Since I didn’t have a chance to watch many Leaf games in Crotia prior to 2004 (ones I caught were on satellite TV on a German program called DSF and tapes I got from virtually everywhere – that’s how I got to see Gilmour and Clark), I took every opportunity to watch Leaf players play international hockey. Occasionally, our national television took pity on us hockey fans and gave us World Championship games, like the quarterfinal in 2003, which featured Sweden and Finland in Helsinki’s Hartwall Areena.

As you are well aware, Sweden and Finland are big hockey rivals. To add to the flavour, the 2003 World Championships were held in Helsinki, Turku and Tampere, all Finnish cities. Coming in you already knew it was going to be a really emotional game. It turned out to be one of the most memorable moments I’ve ever witnessed in hockey.

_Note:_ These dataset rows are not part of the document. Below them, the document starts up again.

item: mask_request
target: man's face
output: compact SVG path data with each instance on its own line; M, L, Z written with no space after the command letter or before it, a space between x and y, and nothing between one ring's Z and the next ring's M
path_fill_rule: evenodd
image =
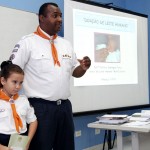
M48 5L46 16L40 16L41 25L49 35L54 35L60 31L62 25L62 13L59 7Z

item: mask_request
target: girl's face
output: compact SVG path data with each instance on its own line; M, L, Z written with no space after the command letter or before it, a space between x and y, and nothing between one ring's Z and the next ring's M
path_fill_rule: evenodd
M19 92L22 87L24 75L19 73L12 73L7 79L1 77L3 91L7 96L11 97Z

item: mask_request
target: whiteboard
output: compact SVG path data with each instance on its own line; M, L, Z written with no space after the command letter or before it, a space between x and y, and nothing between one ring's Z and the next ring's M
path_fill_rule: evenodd
M0 6L0 63L8 60L15 44L22 36L32 33L38 26L38 16Z

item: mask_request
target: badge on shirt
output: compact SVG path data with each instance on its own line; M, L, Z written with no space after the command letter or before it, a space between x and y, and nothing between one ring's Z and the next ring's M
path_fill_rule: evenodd
M1 113L1 112L4 112L4 111L5 111L5 109L4 109L4 108L0 108L0 113Z

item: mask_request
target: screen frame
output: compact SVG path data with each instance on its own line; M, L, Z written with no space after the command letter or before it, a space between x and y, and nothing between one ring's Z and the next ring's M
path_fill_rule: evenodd
M128 13L128 14L148 18L148 15L146 15L146 14L133 12L133 11L130 11L130 10L127 10L124 8L120 8L120 7L116 7L113 5L110 6L109 4L112 4L112 3L103 4L103 3L92 2L92 1L87 1L87 0L84 0L84 1L83 0L71 0L71 1L79 2L79 3L85 3L85 4L94 5L94 6L98 6L98 7L103 7L106 9L113 9L115 11L124 12L124 13ZM148 70L148 73L149 73L149 70ZM149 75L148 75L148 81L149 81ZM148 84L148 91L149 91L149 84ZM150 97L150 93L148 93L148 96ZM150 107L150 104L125 106L125 107L117 107L117 108L110 108L110 109L99 109L99 110L91 110L91 111L83 111L83 112L73 112L73 115L74 116L80 116L80 115L90 115L90 114L97 114L97 113L112 113L112 112L133 110L133 109L142 109L142 108L148 108L148 107Z

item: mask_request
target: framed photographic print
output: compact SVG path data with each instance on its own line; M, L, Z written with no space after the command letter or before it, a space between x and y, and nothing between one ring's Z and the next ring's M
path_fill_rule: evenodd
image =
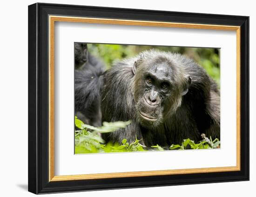
M249 17L28 6L28 191L249 180Z

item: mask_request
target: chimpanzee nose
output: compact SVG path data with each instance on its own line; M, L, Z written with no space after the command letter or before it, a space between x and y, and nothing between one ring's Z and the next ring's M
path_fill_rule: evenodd
M145 100L149 105L156 106L160 104L161 99L157 92L152 91L147 93L144 96Z

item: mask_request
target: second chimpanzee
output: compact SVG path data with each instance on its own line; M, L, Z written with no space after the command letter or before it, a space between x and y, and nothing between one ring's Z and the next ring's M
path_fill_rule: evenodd
M198 141L204 133L220 138L220 93L215 82L192 60L151 50L116 63L104 76L103 121L132 121L104 134L106 141L136 138L147 146Z
M86 43L75 43L74 56L75 115L86 124L99 127L104 64L88 51Z

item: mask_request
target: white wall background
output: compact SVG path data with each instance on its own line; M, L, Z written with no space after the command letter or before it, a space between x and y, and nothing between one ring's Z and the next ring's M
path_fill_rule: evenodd
M0 195L32 196L27 182L27 6L36 1L3 1L0 7ZM51 196L125 197L147 196L208 197L253 195L256 185L256 13L253 1L183 0L157 1L45 0L45 2L154 9L250 16L250 181L62 193ZM48 195L47 195L48 196Z

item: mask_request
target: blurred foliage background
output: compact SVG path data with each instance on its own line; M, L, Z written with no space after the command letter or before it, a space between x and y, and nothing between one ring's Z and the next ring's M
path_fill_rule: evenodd
M107 69L111 67L114 61L132 57L144 50L157 49L160 51L180 53L193 59L204 68L220 87L219 49L95 44L88 44L88 48L90 52L105 63Z

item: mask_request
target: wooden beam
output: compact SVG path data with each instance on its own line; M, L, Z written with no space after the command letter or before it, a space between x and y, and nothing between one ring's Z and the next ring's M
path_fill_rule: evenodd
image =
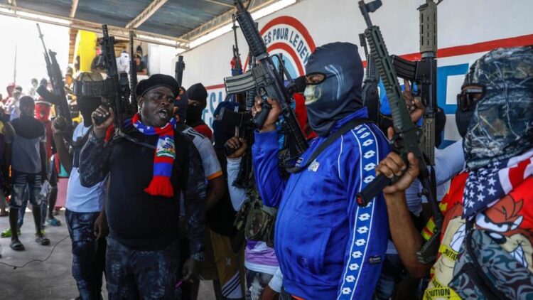
M139 16L126 25L126 28L136 28L148 20L158 9L166 3L167 0L154 0Z
M203 1L207 1L207 2L210 2L210 3L212 3L212 4L215 4L222 5L222 6L230 7L230 8L232 8L232 9L233 9L233 8L235 7L235 6L231 5L231 4L228 4L224 3L224 2L220 2L220 1L216 1L216 0L203 0Z
M72 5L70 6L70 14L69 16L70 18L74 18L74 16L76 15L76 10L77 10L77 1L78 0L72 0Z

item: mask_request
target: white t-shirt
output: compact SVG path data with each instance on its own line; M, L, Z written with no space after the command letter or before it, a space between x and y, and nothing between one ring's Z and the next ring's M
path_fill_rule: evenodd
M222 175L222 168L211 141L192 127L188 127L183 132L193 140L196 149L198 150L200 156L202 157L202 164L203 165L205 178L208 180L211 180L221 176Z
M90 127L86 127L83 123L78 124L74 130L72 140L82 139L90 129ZM102 210L104 204L107 178L90 188L82 186L78 171L80 152L82 148L82 146L80 146L74 149L74 161L70 176L68 178L67 203L65 206L68 210L76 213L96 213Z

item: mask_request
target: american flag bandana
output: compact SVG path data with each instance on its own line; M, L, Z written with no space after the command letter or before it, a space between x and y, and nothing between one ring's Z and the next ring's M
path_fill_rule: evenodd
M518 156L470 171L463 194L463 216L470 218L495 204L533 175L533 149Z

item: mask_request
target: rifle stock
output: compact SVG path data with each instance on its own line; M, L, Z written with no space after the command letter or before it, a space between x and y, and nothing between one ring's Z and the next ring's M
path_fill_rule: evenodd
M124 129L123 103L127 102L129 97L129 94L126 95L126 90L124 87L125 84L125 86L129 87L129 84L127 77L126 78L126 82L124 82L124 78L122 78L122 84L120 82L121 78L119 77L117 59L114 54L114 37L109 36L107 25L102 26L102 32L104 36L100 41L102 55L97 65L101 66L107 71L107 79L106 80L109 80L112 89L106 91L106 95L104 97L107 98L105 100L111 102L111 103L107 102L107 105L112 106L114 111L115 128L122 132ZM97 124L101 124L104 120L104 118L95 118L95 119Z
M132 108L136 112L137 108L137 95L135 94L135 87L137 86L137 64L135 62L135 53L133 50L134 31L129 31L129 90L131 92L130 97L130 104Z
M182 81L183 80L183 70L185 70L185 62L183 62L183 56L178 56L178 61L176 62L174 65L174 78L178 82L178 85L181 87Z
M429 203L431 203L434 219L436 224L436 232L434 236L440 236L442 225L442 214L438 210L435 198L434 191L431 187L429 172L428 171L426 162L419 148L419 141L421 137L421 132L415 127L411 120L411 115L405 105L405 101L402 94L402 89L398 82L397 74L392 64L392 60L389 55L383 37L378 26L372 24L370 13L375 11L381 6L381 0L375 0L365 4L364 1L359 1L359 7L365 18L367 28L365 31L365 36L370 48L370 53L375 60L376 66L379 76L383 80L387 95L389 98L389 104L391 107L391 114L396 135L394 139L396 145L396 151L401 155L402 159L409 164L407 154L412 153L418 159L419 164L420 174L419 179L424 188L423 194L428 198ZM366 188L357 195L357 204L366 206L368 203L380 193L386 186L391 183L391 180L383 174L378 176L371 182ZM429 259L434 257L432 252L436 249L435 241L438 242L438 238L433 239L430 243L426 243L421 249L417 255L419 259L423 258L422 262L427 262ZM438 244L437 247L438 249Z
M69 127L72 127L72 118L70 115L70 109L68 107L67 95L65 92L65 82L61 74L61 69L59 67L58 60L55 58L56 53L50 49L47 49L44 43L43 35L41 32L41 26L37 23L37 30L39 31L39 38L43 43L44 48L45 62L46 63L46 71L50 78L50 84L53 89L53 96L51 93L47 92L46 87L39 88L37 92L45 100L53 103L55 106L55 112L60 117L63 117L67 122Z

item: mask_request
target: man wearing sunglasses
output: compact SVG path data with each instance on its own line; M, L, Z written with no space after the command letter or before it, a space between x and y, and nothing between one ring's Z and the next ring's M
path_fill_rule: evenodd
M361 208L355 193L374 178L388 144L377 126L364 119L368 117L361 100L363 67L355 45L317 48L306 70L307 117L318 136L301 156L300 166L308 167L288 180L280 176L276 131L280 109L271 100L252 146L262 198L267 206L279 208L274 247L284 274L282 296L368 299L384 259L389 227L382 195ZM253 113L260 111L261 102ZM307 161L346 124L344 134Z
M490 294L503 293L502 298L526 299L533 295L532 47L495 49L476 60L457 100L456 122L463 138L466 168L452 179L441 203L445 222L437 260L434 264L418 262L416 252L424 241L406 218L404 191L419 173L411 154L409 166L392 153L377 168L389 177L407 170L384 190L392 240L412 274L422 277L432 269L424 299L482 298L487 296L480 294L483 288ZM471 273L458 276L469 227L490 237L490 243L476 242L475 249L483 263L490 260L482 256L488 249L490 257L498 257L483 267L497 284L483 286L487 284L480 284ZM424 238L434 233L429 226L423 232ZM491 245L495 247L489 248ZM480 269L470 271L480 274Z

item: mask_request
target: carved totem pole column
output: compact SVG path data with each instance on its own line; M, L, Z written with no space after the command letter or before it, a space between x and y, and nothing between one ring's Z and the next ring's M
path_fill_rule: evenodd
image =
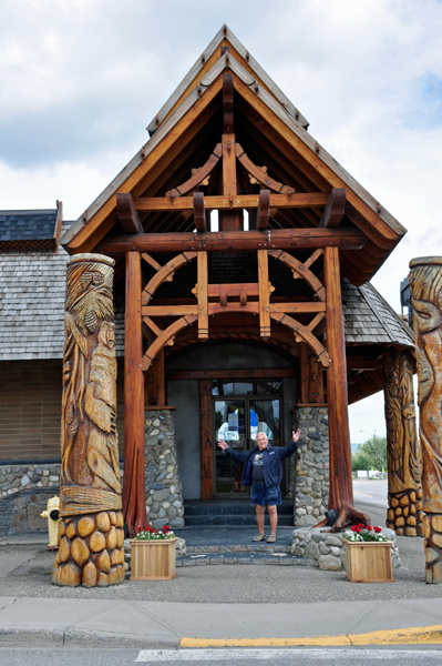
M425 581L442 583L442 256L410 262L422 447Z
M116 433L114 260L68 260L56 585L124 581Z
M399 535L422 534L421 448L415 427L413 364L410 352L383 356L386 374L389 509L387 527Z

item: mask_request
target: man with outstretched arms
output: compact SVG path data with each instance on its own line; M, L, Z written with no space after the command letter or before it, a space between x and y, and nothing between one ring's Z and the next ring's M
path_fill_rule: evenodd
M282 504L281 492L279 488L282 478L282 461L289 457L298 448L298 441L301 431L292 432L292 440L288 446L271 446L268 443L265 433L256 435L256 446L251 451L237 453L225 443L218 442L218 446L227 453L235 462L244 465L243 485L251 485L251 504L256 511L256 522L259 534L255 536L254 542L264 541L264 512L267 506L270 516L271 534L267 543L276 542L276 527L278 525L278 504Z

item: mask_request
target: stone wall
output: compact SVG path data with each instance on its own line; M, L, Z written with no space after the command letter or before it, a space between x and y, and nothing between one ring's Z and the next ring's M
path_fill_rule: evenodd
M295 525L325 518L329 495L329 434L326 407L300 407L301 438L297 452Z
M391 562L393 568L400 567L401 561L397 545L395 532L384 527L383 534L392 542ZM330 534L320 528L295 529L291 541L291 553L296 557L306 558L311 566L318 566L321 571L340 572L346 571L346 549L342 533Z
M184 526L182 484L169 410L145 412L147 519L154 527Z

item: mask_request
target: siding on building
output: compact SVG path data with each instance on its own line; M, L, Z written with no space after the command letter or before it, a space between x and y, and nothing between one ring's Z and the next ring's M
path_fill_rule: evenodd
M0 461L60 457L62 362L0 362ZM123 452L123 364L119 363L117 421Z

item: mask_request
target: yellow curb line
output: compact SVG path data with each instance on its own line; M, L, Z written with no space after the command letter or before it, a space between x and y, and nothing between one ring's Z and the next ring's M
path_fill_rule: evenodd
M306 645L415 645L442 643L442 625L382 629L367 634L339 634L305 638L182 638L179 647L281 647Z

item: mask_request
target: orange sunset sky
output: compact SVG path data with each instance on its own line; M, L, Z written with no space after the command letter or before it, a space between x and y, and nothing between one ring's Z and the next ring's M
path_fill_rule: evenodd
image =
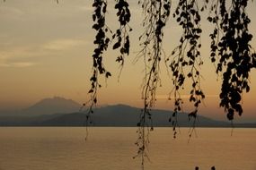
M29 106L45 98L54 96L72 98L83 103L88 100L92 73L93 37L92 29L93 1L89 0L6 0L0 2L0 110ZM118 28L113 8L109 1L107 22L115 30ZM256 2L251 3L248 13L252 19L250 31L256 36ZM172 3L172 9L176 6ZM134 64L139 50L138 37L142 33L142 13L137 1L130 1L132 13L130 26L131 52L118 81L117 52L105 54L105 66L112 77L99 92L99 106L118 103L142 106L141 83L144 75L143 61ZM213 27L207 21L207 13L202 13L202 57L204 77L202 88L206 94L199 114L225 120L224 110L218 106L221 77L215 73L209 61L209 33ZM181 29L171 17L165 31L164 50L170 54L178 43ZM255 37L256 38L256 37ZM256 38L252 42L256 47ZM167 100L172 86L166 67L163 64L162 84L157 92L157 108L172 110L172 101ZM182 91L184 100L189 85ZM243 94L244 115L240 120L256 121L256 71L251 74L251 91ZM190 106L185 102L185 111Z

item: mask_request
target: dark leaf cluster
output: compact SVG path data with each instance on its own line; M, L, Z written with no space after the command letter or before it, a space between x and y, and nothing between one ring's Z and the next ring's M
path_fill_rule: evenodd
M225 0L217 1L211 8L213 16L207 20L216 25L210 38L213 63L216 63L216 73L223 72L219 98L220 106L225 108L229 120L234 113L243 114L242 93L249 92L249 73L255 67L256 55L250 42L250 19L246 13L248 0L233 0L226 7ZM221 32L221 34L220 34Z

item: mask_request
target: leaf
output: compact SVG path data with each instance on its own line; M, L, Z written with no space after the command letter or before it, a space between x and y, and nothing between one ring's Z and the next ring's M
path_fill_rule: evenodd
M109 72L106 72L106 78L109 78L109 77L110 77L110 76L111 76L111 73Z
M119 48L120 46L121 46L121 44L120 44L120 42L119 41L119 42L117 42L116 44L114 44L113 49L117 49L117 48Z

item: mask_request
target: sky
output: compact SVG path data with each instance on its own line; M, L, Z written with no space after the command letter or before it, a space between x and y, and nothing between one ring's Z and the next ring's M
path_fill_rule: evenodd
M6 0L0 1L0 110L29 106L45 98L63 97L79 103L89 99L92 74L92 55L95 31L92 29L92 0ZM107 23L111 30L118 28L114 1L109 1ZM255 4L255 2L252 3ZM172 3L175 6L175 1ZM250 5L248 13L252 19L251 32L256 33L256 8ZM105 81L99 91L99 106L118 103L141 107L141 83L144 64L134 64L140 49L138 37L142 33L142 13L137 1L130 2L132 13L130 26L131 50L119 81L119 64L115 62L118 53L109 50L104 63L112 77ZM205 16L205 17L204 17ZM202 89L206 94L199 114L225 120L219 108L218 94L221 77L215 73L209 60L209 33L213 30L207 21L207 13L202 21ZM170 54L178 44L181 30L171 18L164 30L164 50ZM252 42L256 46L256 39ZM156 108L172 110L173 101L168 101L172 85L166 67L162 64L163 87L157 92ZM243 94L244 115L239 120L256 121L256 71L251 74L251 91ZM189 86L186 85L189 88ZM185 87L182 97L185 111L191 106L188 102L189 89Z

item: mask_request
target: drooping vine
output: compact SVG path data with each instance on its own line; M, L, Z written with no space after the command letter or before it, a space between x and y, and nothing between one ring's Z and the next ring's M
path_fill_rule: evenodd
M149 131L153 131L151 109L156 100L156 89L161 83L160 62L163 55L163 28L168 21L171 10L169 0L144 0L139 1L144 13L144 32L139 37L141 51L137 59L143 58L145 62L145 77L142 87L142 98L144 107L141 110L137 123L138 138L136 145L138 147L137 157L141 157L144 168L144 159L147 156L147 144L149 142Z
M87 102L90 104L90 106L86 115L86 127L88 123L91 122L89 121L91 119L91 114L93 113L93 107L96 106L97 104L98 89L102 87L99 81L100 76L104 75L106 79L111 76L111 73L106 71L104 67L103 53L107 51L110 43L117 38L117 42L113 45L113 49L119 48L120 55L117 57L117 62L121 63L121 66L124 64L125 55L129 54L130 45L128 31L131 31L132 29L128 26L128 22L130 21L128 4L126 0L116 0L115 8L118 10L116 14L119 18L119 28L114 34L106 24L107 5L107 0L94 0L93 4L93 7L94 7L94 13L93 14L94 24L93 25L93 29L95 30L97 33L95 40L93 41L96 47L93 55L93 75L90 79L92 86L88 91L88 93L91 94L91 98ZM112 40L110 40L110 38L112 38Z
M128 32L132 30L128 22L130 21L130 11L128 4L126 0L116 0L115 9L118 10L117 16L119 17L119 28L113 34L112 38L117 39L113 45L113 49L119 48L120 55L117 57L116 62L120 64L122 70L125 62L125 56L129 55L129 35ZM120 70L120 72L121 72Z
M93 75L90 79L91 89L88 91L91 94L90 106L88 109L88 114L86 115L86 127L88 125L89 119L91 119L91 114L93 113L93 107L97 104L97 92L98 88L101 88L102 85L99 82L100 75L104 74L106 79L111 76L110 72L107 72L103 64L103 52L108 49L110 44L110 38L108 37L108 32L110 29L106 24L106 13L107 13L108 3L106 0L94 0L93 7L94 7L93 20L94 24L93 29L97 31L95 36L95 40L93 41L96 46L93 55Z
M256 54L250 42L251 22L246 13L248 0L213 1L207 20L215 25L210 34L212 63L216 63L216 73L223 73L220 106L233 120L234 113L243 114L243 91L250 90L250 71L256 67Z
M173 89L170 95L173 94L174 110L169 122L173 126L173 137L176 137L177 116L182 109L182 98L181 90L184 89L186 78L191 81L191 90L190 101L194 105L194 110L189 114L189 119L197 118L198 108L205 95L200 87L199 66L203 64L199 48L201 47L200 29L201 17L197 0L180 0L173 13L176 21L182 28L182 35L180 38L180 45L174 48L172 55L167 58L171 61L170 67L172 72Z

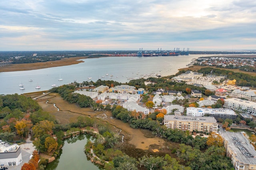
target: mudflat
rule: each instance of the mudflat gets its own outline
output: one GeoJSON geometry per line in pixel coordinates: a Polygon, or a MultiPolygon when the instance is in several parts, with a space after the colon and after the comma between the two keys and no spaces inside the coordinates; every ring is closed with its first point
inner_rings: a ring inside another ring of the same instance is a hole
{"type": "Polygon", "coordinates": [[[64,58],[60,60],[54,61],[24,64],[13,64],[6,66],[0,67],[0,72],[32,70],[53,67],[54,67],[70,65],[82,63],[84,62],[83,61],[78,61],[78,60],[86,58],[87,58],[87,57],[77,57],[71,58],[64,58]]]}

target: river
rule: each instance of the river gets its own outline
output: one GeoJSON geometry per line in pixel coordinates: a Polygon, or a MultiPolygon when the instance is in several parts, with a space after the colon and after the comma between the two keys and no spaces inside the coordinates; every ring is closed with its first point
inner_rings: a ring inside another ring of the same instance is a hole
{"type": "MultiPolygon", "coordinates": [[[[128,82],[128,78],[138,77],[145,74],[155,73],[162,76],[172,75],[178,69],[186,67],[192,59],[209,55],[190,55],[178,56],[152,57],[110,57],[83,59],[84,62],[71,65],[25,71],[1,72],[0,94],[18,94],[48,90],[52,85],[60,86],[73,82],[96,82],[112,80],[120,83],[128,82]],[[108,74],[108,75],[106,75],[108,74]],[[112,75],[110,79],[110,75],[112,75]],[[104,77],[102,77],[104,76],[104,77]],[[58,80],[62,79],[63,80],[58,80]],[[32,81],[29,81],[29,80],[32,81]],[[23,84],[24,89],[20,90],[23,84]],[[39,86],[40,89],[36,89],[39,86]]],[[[146,77],[145,78],[147,78],[146,77]]]]}
{"type": "Polygon", "coordinates": [[[65,140],[60,154],[48,164],[46,170],[100,170],[89,160],[84,152],[87,140],[91,140],[88,134],[81,134],[65,140]]]}

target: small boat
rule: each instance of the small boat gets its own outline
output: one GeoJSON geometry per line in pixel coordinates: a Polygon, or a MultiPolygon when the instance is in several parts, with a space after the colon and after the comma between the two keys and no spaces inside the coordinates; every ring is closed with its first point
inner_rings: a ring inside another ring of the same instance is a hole
{"type": "Polygon", "coordinates": [[[58,80],[59,81],[62,81],[63,80],[63,79],[60,78],[60,79],[58,80]]]}
{"type": "Polygon", "coordinates": [[[41,87],[39,85],[38,85],[37,86],[36,86],[36,89],[41,89],[41,87]]]}

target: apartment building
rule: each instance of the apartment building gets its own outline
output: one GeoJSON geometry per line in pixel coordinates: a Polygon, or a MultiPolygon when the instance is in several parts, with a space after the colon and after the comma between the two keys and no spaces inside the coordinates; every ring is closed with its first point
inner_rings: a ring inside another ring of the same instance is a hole
{"type": "Polygon", "coordinates": [[[238,117],[235,112],[231,109],[194,107],[187,108],[187,115],[192,117],[210,116],[214,117],[216,120],[219,118],[224,120],[226,119],[234,120],[238,117]]]}
{"type": "Polygon", "coordinates": [[[123,105],[123,107],[129,111],[135,110],[137,112],[141,112],[145,115],[148,115],[149,113],[149,109],[148,109],[139,106],[137,103],[134,101],[125,102],[123,105]]]}
{"type": "Polygon", "coordinates": [[[74,93],[89,96],[92,99],[96,98],[98,95],[98,92],[96,91],[79,91],[76,90],[74,91],[74,93]]]}
{"type": "Polygon", "coordinates": [[[231,95],[234,98],[244,98],[249,101],[256,100],[256,94],[254,91],[252,90],[242,91],[240,89],[236,89],[231,92],[231,95]]]}
{"type": "Polygon", "coordinates": [[[167,128],[178,128],[182,131],[212,132],[217,132],[218,130],[218,123],[213,117],[165,115],[164,125],[167,128]]]}
{"type": "Polygon", "coordinates": [[[241,111],[248,114],[255,114],[255,109],[254,109],[254,108],[256,108],[255,102],[236,98],[227,99],[224,101],[225,104],[223,107],[225,108],[241,111]]]}
{"type": "Polygon", "coordinates": [[[231,160],[236,170],[256,169],[256,151],[249,140],[241,132],[222,132],[226,156],[231,160]]]}
{"type": "MultiPolygon", "coordinates": [[[[0,140],[0,164],[16,166],[22,161],[20,147],[0,140]]],[[[1,165],[2,166],[2,165],[1,165]]]]}
{"type": "Polygon", "coordinates": [[[166,107],[163,107],[162,109],[164,109],[167,111],[167,114],[170,114],[172,113],[173,109],[177,110],[180,114],[184,113],[184,107],[178,105],[172,105],[166,107]]]}

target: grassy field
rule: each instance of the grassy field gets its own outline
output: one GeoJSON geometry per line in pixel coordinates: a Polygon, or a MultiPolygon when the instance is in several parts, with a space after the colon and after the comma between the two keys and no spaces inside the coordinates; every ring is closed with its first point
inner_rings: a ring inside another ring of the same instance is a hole
{"type": "Polygon", "coordinates": [[[86,57],[84,57],[64,58],[60,60],[50,61],[25,64],[11,64],[6,66],[0,67],[0,72],[32,70],[55,67],[63,66],[64,65],[72,65],[84,62],[82,61],[77,60],[85,58],[86,58],[86,57]]]}
{"type": "MultiPolygon", "coordinates": [[[[25,95],[34,97],[41,95],[42,93],[35,95],[32,93],[25,95]]],[[[112,125],[116,127],[113,129],[116,132],[122,129],[120,133],[124,135],[125,141],[134,145],[136,148],[159,150],[162,146],[170,144],[166,144],[163,139],[152,136],[148,130],[133,129],[128,123],[113,118],[110,112],[94,111],[89,108],[80,108],[75,104],[70,104],[64,101],[58,93],[50,93],[39,98],[37,101],[43,110],[54,115],[60,124],[75,122],[80,115],[89,116],[112,125]],[[54,107],[54,103],[60,109],[59,111],[54,107]]]]}
{"type": "Polygon", "coordinates": [[[242,71],[239,70],[238,69],[225,69],[224,68],[216,68],[216,66],[202,66],[200,65],[193,65],[192,66],[190,66],[190,67],[186,67],[186,68],[183,68],[182,69],[179,69],[179,70],[192,70],[193,71],[197,71],[198,70],[201,69],[202,68],[209,67],[212,67],[213,68],[216,68],[217,69],[229,70],[232,71],[233,71],[235,73],[237,73],[237,72],[242,73],[245,74],[249,75],[252,76],[255,76],[256,75],[256,73],[255,72],[242,71]]]}

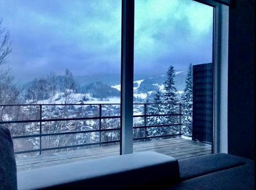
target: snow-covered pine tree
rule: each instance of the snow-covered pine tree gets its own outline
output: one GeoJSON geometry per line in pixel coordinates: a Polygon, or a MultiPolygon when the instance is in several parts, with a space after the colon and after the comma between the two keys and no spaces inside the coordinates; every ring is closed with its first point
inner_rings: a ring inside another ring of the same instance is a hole
{"type": "Polygon", "coordinates": [[[175,70],[172,65],[170,65],[167,71],[167,78],[163,83],[164,99],[165,103],[176,103],[177,101],[177,88],[175,87],[175,70]]]}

Sundin was playing great hockey throughout the tournament, but what he did in this game was truly special. With about 8-10 minutes left, Team Sweden was down 5-1. Tre Kronor’s coach Hardy Nilsson pulled Tommy Salo in favor of Mikael Tellqvist, and then the comeback started. Until that time the only goal scored by Sweden was the one from, you guessed it, Mats Sundin. He never did go on to score another goal in that game, but proved crucial when he screened Finland’s goalie for P.J. Axelsson’s deflected game winner, scored on the power play after Saku Koivu got called for high sticking. Although Axelsson scored, the camera was mostly focused on Sundin, as if to say, “That A should have been a C.” I’ve watched that game a couple more times since, and Mats and Foppa were the only two players who never looked down and out. Like many times in his Leafs career, Sundin sparked that team and his emotions carried over to his teammates; it was in that moment I truly realized what he meant to the Toronto Maple Leafs. He went on to become Sweden’s leading point getter of the tournament with six goals in 7 games, adding four assists and finishing the WC with a +8 rating.

Mats has always been with me. It was because of him that I wore No. 13 on my sports jerseys; he was on the first Leafs ticket I ever got from Canada and he was the first European player I viewed as a role model. Me being in Europe and him showing me what was possible played a major part in my love for the Leafs as well as my hockey writing. I can’t thank him enough.